Yes, my husband is VERY supportive, but I just didn't want him to walk through that door and find me in the emotional mess that I was in. I tend to always make life harder for him with each attempt I've made, although it isn't my intentions. I guess my moodiness gets in the way and I don't want that to happen again.
This is day 4, regardless of what my mileage shows. I need to fix that if I can. It will be my 4th complete smoke free day at around midnight tonight, but I guess it's going to show 3 days until then. Forgive my cloudy mind here. I'm rambling and probably make NO sense whatsoever.

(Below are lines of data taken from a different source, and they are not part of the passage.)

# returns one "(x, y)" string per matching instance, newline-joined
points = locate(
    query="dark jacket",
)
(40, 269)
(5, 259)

When I start feeling antsy and anxious, I start pacing and fretting over things. That's usually when I would grab a cigarette, so now I just pace a little more and a little longer. I find it hard to sit still. I feel as if I have fought through something that has left my mind and body exhausted, but for now, it's resting, and I'm uneasy because I don't want it (the beast) to wake up. I just don't want to have to fight it again right now. The fight I had with it yesterday was tough and I was dangerously close to being on the losing end. I guess it's like a boxing match and that was round one. I got knocked down pretty hard,and it seemed to come out of nowhere, but I was able to pick myself back up with your incouragement. Thank You. I sure hope this fight gets easier soon so I can finally claim victory over this hard fought out battle.
Kiwi, sorry about your laptop. I'd miss mine too if something ever happened to it.
Thank you Lady for your help. But "Let's do it again"? Awww Maaannn! Do I have to????